More than a prevailing litigant, Givhan will forever be remembered as a part of First Amendment history. The principles from the Givhan case remain important in 2006. For many years, Givhan was cited for the principle that speech about racial discrimination is a matter of public concern that at least invites First Amendment review.
Before the U.S. Supreme Court’s recent public employee free-speech decision in Garcetti v. Ceballos, First Amendment expert Robert O’Neil, founder of the Thomas Jefferson Center for the Protection of Free Expression, said that “Givhan will be an important precedent” for the decision.
In Garcetti, the U.S. Supreme Court determined that public employees do not have First Amendment protection for “statements made pursuant to their official duties.” But the majority in Garcetti did not overrule Givhan; instead, they distinguished it, or compared and contrasted it, with Garcetti. Citing Givhan twice, Justice Anthony Kennedy wrote: “Employees in some instances may receive First Amendment protection for expressions made at work. … The First Amendment protects some expressions related to the speaker’s job.”
Justices John Paul Stevens and David Souter also cited Givhan in their dissenting opinions. “We had no difficulty recognizing that the First Amendment applied when Bessie Givhan, an English teacher, raised concerns about the school’s racist employment practices to the principal,” Stevens wrote.
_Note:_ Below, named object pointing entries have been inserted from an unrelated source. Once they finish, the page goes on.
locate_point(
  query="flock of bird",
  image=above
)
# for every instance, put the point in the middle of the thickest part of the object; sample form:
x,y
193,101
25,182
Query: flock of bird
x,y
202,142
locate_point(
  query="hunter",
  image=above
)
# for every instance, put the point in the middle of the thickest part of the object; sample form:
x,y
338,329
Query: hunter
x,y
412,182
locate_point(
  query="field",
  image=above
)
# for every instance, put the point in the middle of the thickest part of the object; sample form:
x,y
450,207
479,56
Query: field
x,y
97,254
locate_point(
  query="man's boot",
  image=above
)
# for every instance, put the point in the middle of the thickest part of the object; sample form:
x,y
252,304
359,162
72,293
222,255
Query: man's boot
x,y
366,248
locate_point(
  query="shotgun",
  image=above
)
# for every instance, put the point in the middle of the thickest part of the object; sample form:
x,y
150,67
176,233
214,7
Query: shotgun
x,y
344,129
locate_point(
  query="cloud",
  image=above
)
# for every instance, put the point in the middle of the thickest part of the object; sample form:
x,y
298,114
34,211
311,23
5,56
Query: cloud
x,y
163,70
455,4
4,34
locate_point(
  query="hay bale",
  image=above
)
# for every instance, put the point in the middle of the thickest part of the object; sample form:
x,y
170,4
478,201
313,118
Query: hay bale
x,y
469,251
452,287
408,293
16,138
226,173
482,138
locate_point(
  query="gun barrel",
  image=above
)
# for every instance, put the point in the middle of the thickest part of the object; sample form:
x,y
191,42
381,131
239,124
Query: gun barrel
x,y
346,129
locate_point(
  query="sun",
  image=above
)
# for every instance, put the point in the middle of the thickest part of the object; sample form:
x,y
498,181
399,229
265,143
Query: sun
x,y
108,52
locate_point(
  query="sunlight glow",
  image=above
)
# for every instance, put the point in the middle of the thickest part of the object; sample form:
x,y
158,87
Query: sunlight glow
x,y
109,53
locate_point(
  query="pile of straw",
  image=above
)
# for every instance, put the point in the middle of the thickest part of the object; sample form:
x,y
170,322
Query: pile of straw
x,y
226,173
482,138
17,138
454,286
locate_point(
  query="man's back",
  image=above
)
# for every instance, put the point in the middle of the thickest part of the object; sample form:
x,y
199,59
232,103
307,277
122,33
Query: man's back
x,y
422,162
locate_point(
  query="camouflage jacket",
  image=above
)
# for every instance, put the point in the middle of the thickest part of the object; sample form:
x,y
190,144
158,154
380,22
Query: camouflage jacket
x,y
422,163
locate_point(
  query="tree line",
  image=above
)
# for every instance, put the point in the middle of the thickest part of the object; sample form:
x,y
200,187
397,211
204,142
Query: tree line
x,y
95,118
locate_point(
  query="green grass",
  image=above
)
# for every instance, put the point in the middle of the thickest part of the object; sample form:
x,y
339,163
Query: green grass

Souter cited Givhan at least four times in his dissent.
Although Garcetti v. Ceballos was a defeat for public employees, Givhan stands as a vital precedent ensuring that not all public employees lose constitutional protection when they speak out against injustices at work.
To the extent that public employees still possess First Amendment rights, they all owe a debt of gratitude to Bessie B. Givhan, who had the courage to speak out against racial discrimination more than 35 years ago.